TIMING Sir John Templeton used to say that timing is less important than time.  When I open up some research on a market the first thing I look at is the historical price chart.  I am not an expert in charting or technical analysis – most charts to me forecast that the market will definitely go up, or down or perhaps sideways.  However contained within the charts are all the struggles of human nature; all those hopes dashed, all those fears allayed.  Looking at a historical chart is the quickest way to understand where a market came from and to use as an important input into where it might be going. It summarises the weight of money – moved by all of those individual investment decisions, rather like a stock market version of Adam Smith’s Invisible Hand.

We have a further number of Investment Mantras for your reference:

  • Buy a market for its special (best of breed) factors.  For instance buy Japan for autos not consumer goods, buy France for consumer goods not heavy industry.

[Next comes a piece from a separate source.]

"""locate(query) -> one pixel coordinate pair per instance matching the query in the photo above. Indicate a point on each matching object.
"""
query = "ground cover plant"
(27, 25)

  • In a volatile market, be conservative.  You can always play again; you do not have to roll the dice in every game.  If the game is getting hard to discern, then use your discretion to stay out of it.
  • In a volatile sub-asset class, be conservative.  If the sub-asset class is volatile, such as emerging market equities or early stage private equity, there are no prizes for being brave.  Stay conservative within a risky sub-asset class as there is no point piling volatility on volatility.
  • Always have about 10% deeply contrarian.  When something moves it is usually too late – keep something unfashionable in your back pocket.
  • Asset performance rotates.  Rotation, rotation, rotation.
  • The answer lies in the field, go out to do investment research (company visits, country visits)
  • If you have a big winner start by taking your cost out, leaving the profits – never let one position get too large.